「日中関係が改善」という観測が年明けの日本で広まった。2017年末に自民党幹事長の二階俊博氏が訪中し、習近平国家主席らに歓迎されたことからの期待のようだ。
では、中国側の対日政策は実際に変わったのだろうか。
答えは明確なノーだといえる。中国側は対日政策の根底は変えないまま、外交戦術として仮初めの微笑をみせているにすぎない。日本側は警戒を怠ってはならないのだ。
中国政府が友好行事を開くタイミングとは
「中国の対日政策の軟化」や「日中関係の改善」といった日本側の観測は、自民党幹事長の二階俊博氏が公明党幹事長の井上義久氏を伴って北京を訪れたことから広まった。2017年12月24日から29日までのこの“北京詣で”で、二階氏は習近平国家主席とも会談する誉れを得て、歓待を受けた。中国共産党の中央党校にも招かれて演説をした。中国版シルクロードとされる「一帯一路」構想への日本の参加も熱烈に要請された。そうした中国側の前向きにみえる態度が、「対日政策の雪解け」という推測を日本側に生み出した。

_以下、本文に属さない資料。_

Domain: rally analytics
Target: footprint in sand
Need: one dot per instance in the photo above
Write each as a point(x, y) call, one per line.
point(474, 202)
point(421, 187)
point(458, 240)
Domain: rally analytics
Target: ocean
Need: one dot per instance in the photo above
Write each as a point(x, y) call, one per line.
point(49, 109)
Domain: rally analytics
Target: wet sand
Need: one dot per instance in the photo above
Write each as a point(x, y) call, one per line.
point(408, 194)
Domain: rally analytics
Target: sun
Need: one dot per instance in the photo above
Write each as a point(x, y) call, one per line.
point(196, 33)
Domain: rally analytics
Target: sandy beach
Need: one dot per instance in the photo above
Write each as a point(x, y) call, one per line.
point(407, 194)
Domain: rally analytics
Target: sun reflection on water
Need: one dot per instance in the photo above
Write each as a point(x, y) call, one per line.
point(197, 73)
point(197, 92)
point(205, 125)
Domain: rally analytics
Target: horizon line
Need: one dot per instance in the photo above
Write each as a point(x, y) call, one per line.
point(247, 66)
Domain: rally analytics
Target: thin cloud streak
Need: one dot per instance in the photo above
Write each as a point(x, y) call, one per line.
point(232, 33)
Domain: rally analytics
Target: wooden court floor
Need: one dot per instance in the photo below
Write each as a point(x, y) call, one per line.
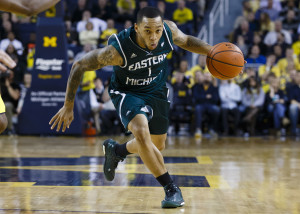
point(228, 175)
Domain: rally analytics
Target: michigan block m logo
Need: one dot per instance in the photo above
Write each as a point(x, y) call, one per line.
point(50, 41)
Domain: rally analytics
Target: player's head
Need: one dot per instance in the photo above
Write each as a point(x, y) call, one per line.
point(149, 27)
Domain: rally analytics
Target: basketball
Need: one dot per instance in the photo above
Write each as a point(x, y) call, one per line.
point(225, 61)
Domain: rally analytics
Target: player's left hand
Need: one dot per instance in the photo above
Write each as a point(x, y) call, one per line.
point(64, 116)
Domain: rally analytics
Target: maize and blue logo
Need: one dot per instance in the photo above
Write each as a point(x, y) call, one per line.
point(50, 41)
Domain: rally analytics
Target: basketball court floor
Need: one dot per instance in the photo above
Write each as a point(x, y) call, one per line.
point(229, 175)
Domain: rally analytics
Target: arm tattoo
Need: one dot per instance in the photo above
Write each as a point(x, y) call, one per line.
point(92, 61)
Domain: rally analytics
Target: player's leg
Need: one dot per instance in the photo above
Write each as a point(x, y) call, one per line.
point(3, 119)
point(157, 140)
point(153, 159)
point(3, 122)
point(148, 152)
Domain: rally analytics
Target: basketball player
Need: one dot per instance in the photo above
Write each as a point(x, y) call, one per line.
point(138, 91)
point(24, 7)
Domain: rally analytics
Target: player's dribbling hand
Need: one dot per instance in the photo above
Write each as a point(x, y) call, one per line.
point(6, 60)
point(64, 116)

しかしちょっと待て、である。日中関係での二階氏の動きには気をつけねばならない歴史がある。
米中関係が険悪となり、日米同盟が強化されると、自民党の二階俊博氏が北京に姿をみせる。日米中三国関係のうねりを長年、観察していると、こんなパターンがあることに気づく。
「風が吹けば桶屋が儲かる」ということわざのような、一見、奇妙な因果関係にみえるが、よく観察するときちんとした理屈が通っていることが分かる。背後にあるのは、中国側の巧みな日本懐柔戦術である。
二階氏のこれまでの北京詣でを振り返ってみよう。
2000年5月、運輸大臣だった二階氏は約5000人もの日本からの訪中団を率いて北京を訪れた。旅行業界や観光業界を動員しての訪中である。人民大会堂での式典では江沢民、胡錦涛という正副の国家主席が登場して歓迎した。明らかに中国側の主導で開かれた友好行事だった。

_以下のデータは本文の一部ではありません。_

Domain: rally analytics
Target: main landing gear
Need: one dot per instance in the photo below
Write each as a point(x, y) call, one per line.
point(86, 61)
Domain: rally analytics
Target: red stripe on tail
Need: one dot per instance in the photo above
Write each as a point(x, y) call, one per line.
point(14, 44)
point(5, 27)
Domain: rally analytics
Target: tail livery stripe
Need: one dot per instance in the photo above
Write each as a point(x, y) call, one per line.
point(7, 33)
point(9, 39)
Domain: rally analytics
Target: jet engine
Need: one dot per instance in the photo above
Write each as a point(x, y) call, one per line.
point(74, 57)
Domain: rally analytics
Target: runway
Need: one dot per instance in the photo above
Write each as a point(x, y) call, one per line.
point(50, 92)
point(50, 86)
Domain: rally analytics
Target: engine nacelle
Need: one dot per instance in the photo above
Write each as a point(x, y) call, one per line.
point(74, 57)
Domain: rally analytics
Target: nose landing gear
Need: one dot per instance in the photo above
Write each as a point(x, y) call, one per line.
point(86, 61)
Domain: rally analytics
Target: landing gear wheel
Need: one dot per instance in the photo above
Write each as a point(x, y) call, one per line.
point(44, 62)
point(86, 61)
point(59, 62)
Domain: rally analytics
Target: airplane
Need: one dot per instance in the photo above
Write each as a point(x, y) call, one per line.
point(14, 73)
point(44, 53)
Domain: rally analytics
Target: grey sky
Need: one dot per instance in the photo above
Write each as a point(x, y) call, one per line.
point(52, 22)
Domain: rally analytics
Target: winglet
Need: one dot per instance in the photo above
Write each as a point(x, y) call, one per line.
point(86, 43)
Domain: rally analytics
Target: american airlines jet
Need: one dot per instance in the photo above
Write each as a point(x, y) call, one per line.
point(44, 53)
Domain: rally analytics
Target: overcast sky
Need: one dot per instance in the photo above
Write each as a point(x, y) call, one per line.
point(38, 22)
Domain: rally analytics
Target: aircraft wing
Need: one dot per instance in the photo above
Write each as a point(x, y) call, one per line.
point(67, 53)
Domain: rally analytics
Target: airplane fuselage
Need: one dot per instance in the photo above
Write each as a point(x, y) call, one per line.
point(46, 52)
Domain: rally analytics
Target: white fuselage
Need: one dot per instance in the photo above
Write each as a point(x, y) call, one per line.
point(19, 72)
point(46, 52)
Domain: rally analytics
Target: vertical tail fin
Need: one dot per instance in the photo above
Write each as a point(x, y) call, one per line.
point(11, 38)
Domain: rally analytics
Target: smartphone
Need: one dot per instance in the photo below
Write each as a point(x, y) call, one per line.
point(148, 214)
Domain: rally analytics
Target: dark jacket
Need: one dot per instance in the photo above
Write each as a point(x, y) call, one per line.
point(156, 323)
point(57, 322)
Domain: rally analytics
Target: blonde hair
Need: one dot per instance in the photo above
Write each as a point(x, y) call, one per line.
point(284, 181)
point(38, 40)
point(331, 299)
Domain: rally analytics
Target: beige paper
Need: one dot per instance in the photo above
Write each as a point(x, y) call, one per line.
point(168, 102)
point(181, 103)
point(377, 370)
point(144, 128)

その頃、産経新聞中国総局長として北京に駐在していた私は、この訪中団歓迎の儀式を目前にみて、それまでの中国側の日本への冷たい態度が急変したことに驚いた。
当時、米国のクリントン政権は、中国の台湾への軍事威嚇などを理由に対中姿勢を急速に硬化させていた。クリントン政権は日本に日米共同のミサイル防衛構想を呼びかけ、同盟強化を進めていた。
多数の関係者に聞くと、中国指導部はそんな状況下で日米両国と同時に敵対関係を深めるのは不利だと判断して、日本に仮初めの微笑をみせたのだという分析で一致していた。